歓迎会を開いてもらった初日から、帰宅できないほどの残業を割り当てられます。
結局、初めて会社から帰宅できたのは二日後でした。
アキラは「ブラック企業」だと気付きはしましたが、
「自分がやりたくて選んだ会社だろ!苦労してもらった内定だぞ!
気合いだ!根性だ!」
と自分に言い聞かせてがんばり続けます。
気付けば3年目を迎えようとしていました。
会社に行きたくないという思いは入社当初から変わっていません。
無茶な注文を期限ギリギリに追加してくるクライアントと、気分で指示が変わる上司に疲れはて、「駅のホームから飛び込んだら会社に行かなくて済むのに・・」とまで考える段階まで来ています。
末期ですね。
ある日マンションの管理室を訪ねたところ、管理人がゾンビになっていて襲いかかってきました。

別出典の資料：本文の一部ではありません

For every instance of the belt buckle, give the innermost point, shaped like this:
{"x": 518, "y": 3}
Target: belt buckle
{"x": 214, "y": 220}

突然のことで何がなんだか分からないまま、ひたすら逃げるアキラ。
周りを見渡せば、街全体にゾンビが跳梁跋扈している状況でした。
そのときにアキラは気付きます。
「今日から会社に行かなくてもいいんじゃね?」と。
そして大量のゾンビに追いかけられている絶望的な状況にもかかわらず、
「やったー!!」
と大声で叫びます。
おそらくその日に世界中の誰よりも喜んだのは彼でしょう。
(冒頭の映画の登場人物との対比が見事です。)
街では阿鼻叫喚の嵐が吹く中、アキラは希望に満ちあふれていきます。
「これまでやりたくてもできなかったことリスト」を作り、ゾンビに襲われて死んでしまうまでに、全部やり尽くそうと行動を開始しました。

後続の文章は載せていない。